The podcast is available at Apple or on Spotify. If you are a NY Times subscriber, you get early access to episodes.

See also a 5-minute history of the war in Syria and the rise of ISIS and my past recommendation of the Slow Burn podcast.


The First Lady of ISIS

This short documentary from The Atlantic features Tania Georgelas, who was in Syria with her husband (the highest-ranking American member of ISIS) until she began to fear for the safety of her children and her husband left her.

Just a few years ago, Tania Georgelas was living in Syria and married to John Georgelas, who would become the most influential American member of ISIS. Together, they traveled the globe, befriending jihadis and grooming their children to become “assassins.” But after ten years of living on the run, Tania began to fear for her family’s safety. That’s when she says her husband abandoned her “to become the next Osama bin Laden.”

What a fascinating situation. I had many complicated and conflicting feelings watching it. I imagine it might make some feel angry & disgusted and make others feel hopeful…and everything in-between.

Update: Abigail Pesta wrote a long piece for Texas Monthly about Georgelas (who now goes by the name “Tania Joya”).

To add to her anxiety, her husband began talking about wanting to move to Syria, where a civil war had begun. “He felt like he had to go and help Syria. It’s a Muslim’s duty to help your family. I felt for the Syrians. They are wonderful people, but I didn’t want to bring my boys to a war zone. They were children. It wasn’t their fight.” As her brawls with her husband escalated, he became physically abusive, and she wanted out. “It came to a point where I told him, ‘I don’t love you anymore.’ I felt suffocated. I would say, ‘One of us is going to need to die.’ He would say, ‘I could break your neck.’” One night, she put a pillow over his head in bed. He woke up and forced her off. “I didn’t really think I’d kill him,” she said. “It was more of a cry for help.”

(thx, jesse)


Isis Hair Salon

Carrie Banks has owned and operated Isis Hair Salon in LA for more than 20 years. But because of recent events in the Middle East and jokers on social media, the name has become a liability in recent years. Banks has even had difficulty finding someone to replace the sign outside the salon in the event of a name change.

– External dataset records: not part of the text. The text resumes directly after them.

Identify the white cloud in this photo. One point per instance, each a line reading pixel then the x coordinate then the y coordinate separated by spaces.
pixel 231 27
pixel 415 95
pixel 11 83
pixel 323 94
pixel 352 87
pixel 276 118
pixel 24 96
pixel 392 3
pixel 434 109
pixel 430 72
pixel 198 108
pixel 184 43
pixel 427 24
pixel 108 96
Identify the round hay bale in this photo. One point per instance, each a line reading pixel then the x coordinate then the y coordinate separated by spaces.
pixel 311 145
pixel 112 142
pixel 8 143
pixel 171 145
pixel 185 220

America’s exceptional exclusionism

There is much to say about the recent events in Syria, Beirut, and Paris, but, closer to home the news, that more than half of the governors of US states say they would refuse to help Syrian refugees seems like a new low in good old fashioned American xenophobia and stupidity.

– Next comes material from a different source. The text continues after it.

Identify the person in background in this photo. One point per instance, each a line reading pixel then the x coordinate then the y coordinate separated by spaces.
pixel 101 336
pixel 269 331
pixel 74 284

By late Monday, states refusing Syrian refugees included Alabama, Arkansas, Arizona, Florida, Georgia, Idaho, Illinois, Indiana, Iowa, Kansas, Louisiana, Maine, Massachusetts, Michigan, Mississippi, Nebraska, New Hampshire, New Jersey, New Mexico, North Carolina, Ohio, Oklahoma, South Carolina, Tennessee, Texas and Wisconsin.

As @drwave put it, “what a bunch of assholes”. In linking to this piece, The Islamic State wants you to hate refugees, Dave Pell from NextDraft notes:

From everything I’ve read, taking a strong anti-refugee position is closer to collaborating with ISIS than standing up to it.

Having your racist aunt call for closing our doors to innocent people fleeing terrorism and death on her Facebook page is one thing, but to see dozens of elected officials and Presidential candidates calling openly and proudly for it, I just don’t know what to say. I was going to say that it’s unprecedented, but this sort of thing is deeply embedded into the fabric of America, from slavery to the Jim Crow laws to our treatment of Native Americans to the Japanese internment camps during WWII. Have we learned nothing?


A 5-minute history of the war in Syria and the rise of ISIS

From Vox, a quick video summary of the war in Syria and the rise of ISIS.

The Islamic State of Iraq and Syria, which has claimed responsibility for Friday’s terror attacks in Paris, has its origins in Iraq, but the group as we know it today is in many ways a product of Syria’s civil war. That war is much bigger than ISIS, but it is crucial for understanding so much that has happened in the past year, from terror attacks to the refugee crisis. And to understand the war, you need to understand how it began and how it unfolded.